Scalable Repeater Architecture for Long-Range Quantum Energy Teleportation in Gapped Systems

TL;DR

This paper introduces a scalable quantum repeater architecture that enables long-range quantum energy teleportation in gapped systems, overcoming previous limitations related to locality and correlation decay.

Contribution

It proposes a hierarchical quantum repeater protocol that transforms resource scaling from exponential to polynomial, making long-distance quantum energy teleportation physically feasible.

Findings

Hierarchical repeater architecture effectively counteracts noise and fidelity loss.

Resource scaling changes from exponential to polynomial.
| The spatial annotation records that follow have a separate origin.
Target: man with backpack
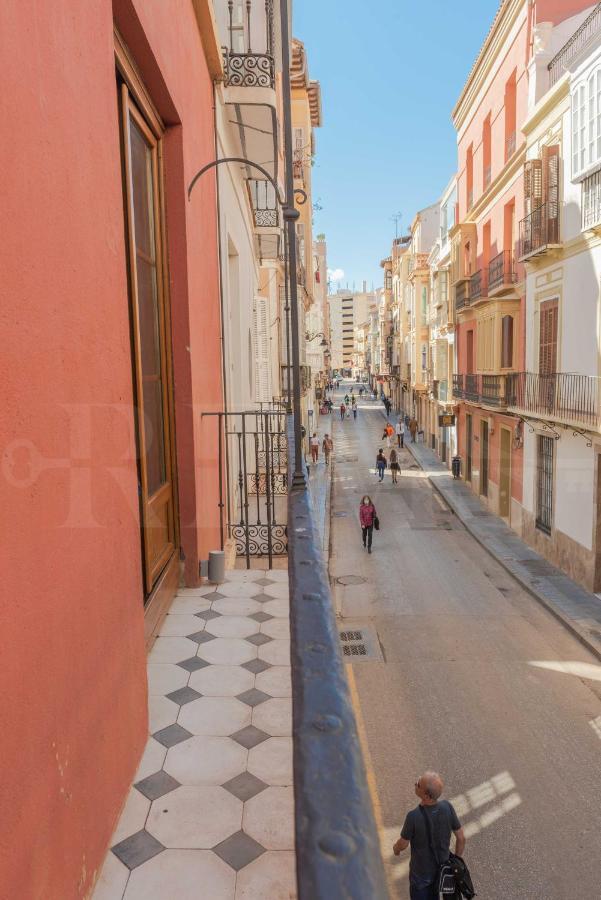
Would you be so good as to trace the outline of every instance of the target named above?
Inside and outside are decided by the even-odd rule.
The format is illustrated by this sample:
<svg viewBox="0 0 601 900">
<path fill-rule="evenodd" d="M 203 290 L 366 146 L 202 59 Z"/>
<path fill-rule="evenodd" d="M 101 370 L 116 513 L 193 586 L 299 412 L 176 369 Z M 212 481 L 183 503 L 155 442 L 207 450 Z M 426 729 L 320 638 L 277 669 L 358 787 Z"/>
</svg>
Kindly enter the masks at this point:
<svg viewBox="0 0 601 900">
<path fill-rule="evenodd" d="M 395 856 L 411 845 L 409 894 L 411 900 L 438 900 L 441 868 L 449 861 L 451 833 L 455 853 L 463 855 L 465 835 L 448 800 L 441 800 L 443 781 L 436 772 L 424 772 L 415 782 L 419 805 L 407 813 Z M 461 895 L 459 895 L 461 896 Z M 473 895 L 472 895 L 473 896 Z"/>
</svg>

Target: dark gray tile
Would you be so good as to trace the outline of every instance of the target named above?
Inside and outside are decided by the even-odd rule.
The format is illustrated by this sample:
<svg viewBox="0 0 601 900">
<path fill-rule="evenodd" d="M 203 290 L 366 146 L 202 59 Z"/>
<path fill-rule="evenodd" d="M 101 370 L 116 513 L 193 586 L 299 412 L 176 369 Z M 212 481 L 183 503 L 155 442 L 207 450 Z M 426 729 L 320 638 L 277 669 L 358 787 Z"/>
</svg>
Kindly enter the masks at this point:
<svg viewBox="0 0 601 900">
<path fill-rule="evenodd" d="M 176 744 L 187 741 L 189 737 L 192 737 L 192 733 L 186 728 L 182 728 L 177 722 L 175 725 L 168 725 L 167 728 L 161 728 L 160 731 L 155 731 L 153 734 L 153 738 L 163 747 L 175 747 Z"/>
<path fill-rule="evenodd" d="M 255 775 L 251 775 L 250 772 L 241 772 L 240 775 L 230 778 L 229 781 L 226 781 L 221 786 L 226 791 L 229 791 L 230 794 L 233 794 L 234 797 L 237 797 L 238 800 L 242 800 L 243 803 L 246 803 L 251 797 L 256 797 L 257 794 L 260 794 L 267 787 L 264 781 L 261 781 Z"/>
<path fill-rule="evenodd" d="M 215 635 L 208 634 L 206 631 L 195 631 L 194 634 L 187 634 L 186 637 L 197 644 L 207 644 L 209 641 L 215 640 Z"/>
<path fill-rule="evenodd" d="M 251 634 L 250 637 L 245 638 L 249 644 L 254 644 L 255 647 L 260 647 L 262 644 L 268 644 L 269 641 L 272 641 L 273 638 L 270 638 L 268 634 Z"/>
<path fill-rule="evenodd" d="M 206 622 L 210 622 L 211 619 L 218 619 L 221 613 L 215 612 L 214 609 L 203 609 L 202 612 L 194 613 L 197 619 L 204 619 Z"/>
<path fill-rule="evenodd" d="M 255 622 L 268 622 L 270 619 L 273 619 L 273 616 L 270 616 L 269 613 L 253 613 L 252 616 L 249 616 L 249 619 L 254 619 Z"/>
<path fill-rule="evenodd" d="M 196 672 L 198 669 L 204 669 L 205 666 L 209 664 L 204 661 L 204 659 L 199 659 L 198 656 L 191 656 L 190 659 L 184 659 L 181 663 L 177 663 L 180 669 L 185 669 L 186 672 Z"/>
<path fill-rule="evenodd" d="M 135 869 L 136 866 L 141 866 L 153 856 L 162 853 L 165 848 L 151 834 L 142 830 L 115 844 L 111 849 L 128 869 Z"/>
<path fill-rule="evenodd" d="M 264 672 L 265 669 L 271 669 L 271 663 L 266 663 L 263 659 L 251 659 L 250 662 L 242 663 L 242 668 L 252 672 L 253 675 L 258 675 L 259 672 Z"/>
<path fill-rule="evenodd" d="M 149 775 L 148 778 L 138 781 L 134 787 L 141 794 L 144 794 L 145 797 L 148 797 L 149 800 L 157 800 L 163 794 L 168 794 L 169 791 L 174 791 L 176 787 L 179 787 L 179 781 L 176 781 L 175 778 L 172 778 L 171 775 L 168 775 L 167 772 L 163 772 L 161 769 L 160 772 L 155 772 L 154 775 Z"/>
<path fill-rule="evenodd" d="M 258 690 L 258 688 L 250 688 L 250 690 L 238 694 L 237 699 L 241 700 L 242 703 L 246 703 L 247 706 L 258 706 L 259 703 L 265 703 L 266 700 L 271 700 L 271 697 L 269 694 Z"/>
<path fill-rule="evenodd" d="M 228 866 L 238 872 L 253 859 L 265 853 L 265 847 L 254 841 L 244 831 L 237 831 L 236 834 L 232 834 L 231 837 L 213 847 L 213 853 L 216 853 Z"/>
<path fill-rule="evenodd" d="M 254 725 L 247 725 L 246 728 L 241 728 L 235 734 L 230 734 L 230 737 L 236 743 L 241 744 L 242 747 L 246 747 L 247 750 L 252 750 L 257 744 L 262 744 L 263 741 L 266 741 L 269 735 L 261 731 L 260 728 L 255 728 Z"/>
<path fill-rule="evenodd" d="M 198 700 L 199 697 L 202 697 L 202 694 L 199 694 L 194 688 L 185 687 L 178 688 L 177 691 L 171 691 L 170 694 L 167 694 L 167 697 L 169 700 L 173 700 L 174 703 L 177 703 L 178 706 L 184 706 L 192 700 Z"/>
</svg>

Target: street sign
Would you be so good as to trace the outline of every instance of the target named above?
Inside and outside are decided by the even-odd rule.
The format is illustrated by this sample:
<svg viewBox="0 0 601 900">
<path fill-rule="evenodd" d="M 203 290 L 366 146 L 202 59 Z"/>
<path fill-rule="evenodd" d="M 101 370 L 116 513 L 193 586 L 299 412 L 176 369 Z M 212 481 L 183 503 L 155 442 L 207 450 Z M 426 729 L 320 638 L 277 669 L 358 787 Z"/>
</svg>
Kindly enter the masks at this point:
<svg viewBox="0 0 601 900">
<path fill-rule="evenodd" d="M 442 415 L 438 417 L 438 427 L 439 428 L 452 428 L 455 425 L 455 416 L 452 413 L 447 413 L 446 415 Z"/>
</svg>

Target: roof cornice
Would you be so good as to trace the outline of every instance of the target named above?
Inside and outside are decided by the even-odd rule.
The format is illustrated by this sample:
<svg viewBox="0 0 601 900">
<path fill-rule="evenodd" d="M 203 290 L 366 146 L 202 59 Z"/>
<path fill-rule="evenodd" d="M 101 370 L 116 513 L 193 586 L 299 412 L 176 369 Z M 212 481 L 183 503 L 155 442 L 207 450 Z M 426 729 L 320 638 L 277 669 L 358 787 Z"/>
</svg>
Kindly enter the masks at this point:
<svg viewBox="0 0 601 900">
<path fill-rule="evenodd" d="M 498 58 L 499 51 L 507 39 L 520 14 L 528 12 L 527 0 L 501 0 L 492 26 L 467 77 L 467 81 L 453 107 L 451 119 L 457 130 L 463 125 L 474 105 L 478 91 Z"/>
</svg>

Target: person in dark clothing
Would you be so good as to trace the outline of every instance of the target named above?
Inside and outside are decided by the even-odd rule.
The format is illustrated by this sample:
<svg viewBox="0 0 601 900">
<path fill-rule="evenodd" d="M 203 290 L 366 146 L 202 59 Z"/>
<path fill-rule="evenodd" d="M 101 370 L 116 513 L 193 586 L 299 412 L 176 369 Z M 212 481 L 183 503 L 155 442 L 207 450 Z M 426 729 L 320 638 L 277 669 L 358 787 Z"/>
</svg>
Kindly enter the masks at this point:
<svg viewBox="0 0 601 900">
<path fill-rule="evenodd" d="M 401 836 L 393 846 L 395 856 L 411 845 L 409 895 L 411 900 L 438 900 L 440 864 L 449 858 L 451 834 L 455 835 L 455 853 L 463 855 L 465 835 L 461 822 L 448 800 L 441 800 L 443 781 L 436 772 L 424 772 L 415 782 L 419 805 L 405 818 Z M 435 858 L 430 846 L 428 817 L 433 835 Z"/>
</svg>

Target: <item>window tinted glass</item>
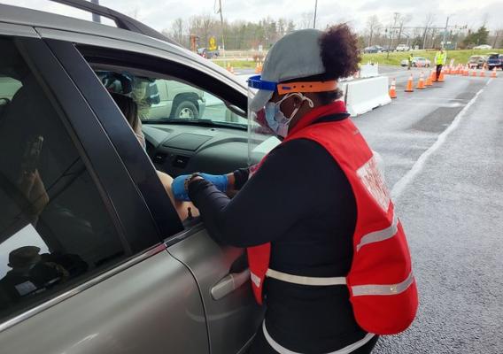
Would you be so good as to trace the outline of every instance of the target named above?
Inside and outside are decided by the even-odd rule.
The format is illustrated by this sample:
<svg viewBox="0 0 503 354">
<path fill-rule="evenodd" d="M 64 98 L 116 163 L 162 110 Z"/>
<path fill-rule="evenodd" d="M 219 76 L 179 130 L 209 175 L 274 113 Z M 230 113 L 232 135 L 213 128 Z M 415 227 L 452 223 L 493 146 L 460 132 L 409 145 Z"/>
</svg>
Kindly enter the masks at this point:
<svg viewBox="0 0 503 354">
<path fill-rule="evenodd" d="M 126 252 L 57 111 L 12 42 L 0 49 L 1 320 Z"/>
<path fill-rule="evenodd" d="M 187 83 L 124 72 L 97 70 L 96 73 L 110 92 L 129 96 L 136 102 L 143 122 L 191 119 L 247 124 L 246 119 L 232 113 L 221 99 Z"/>
</svg>

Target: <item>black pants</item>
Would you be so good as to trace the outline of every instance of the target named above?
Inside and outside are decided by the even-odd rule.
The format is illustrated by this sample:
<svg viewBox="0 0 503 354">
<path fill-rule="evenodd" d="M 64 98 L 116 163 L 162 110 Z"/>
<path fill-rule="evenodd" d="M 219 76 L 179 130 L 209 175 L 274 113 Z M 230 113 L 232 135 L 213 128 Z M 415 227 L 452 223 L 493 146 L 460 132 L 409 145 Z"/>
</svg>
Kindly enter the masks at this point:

Long-range quantum energy teleportation becomes physically permissible.

Abstract

Quantum Energy Teleportation (QET) constitutes a paradigm-shifting protocol that permits the activation of local vacuum energy through the consumption of pre-existing entanglement and classical communication. Nevertheless, the implementation of QET is severely impeded by the fundamental locality of gapped many-body systems, where the exponential clustering of ground-state correlations restricts energy extraction to microscopic scales. In this work, we address this scalability crisis within the framework of the one-dimensional anisotropic XY model. We initially provide a rigorous characterization of a monolithic measurement-induced strategy, demonstrating that while bulk projective measurements can theoretically induce long-range couplings, the approach is rendered physically untenable by exponentially diverging thermodynamic costs and vanishing success probabilities. To circumvent this impasse, we propose and analyze a hierarchical quantum repeater architecture adapted for energy teleportation. By orchestrating heralded entanglement generation, iterative entanglement purification, and nested entanglement swapping, our protocol effectively counteracts the fidelity degradation inherent in noisy quantum channels. We establish that this architecture fundamentally alters the operational resource scaling from exponential to polynomial. This proves, for the first time, the physical permissibility and computational tractability of activating vacuum energy at arbitrary distances. The significance lies not in net energy gain, but in establishing long-range QET as a viable protocol for remote quantum control and resource distribution.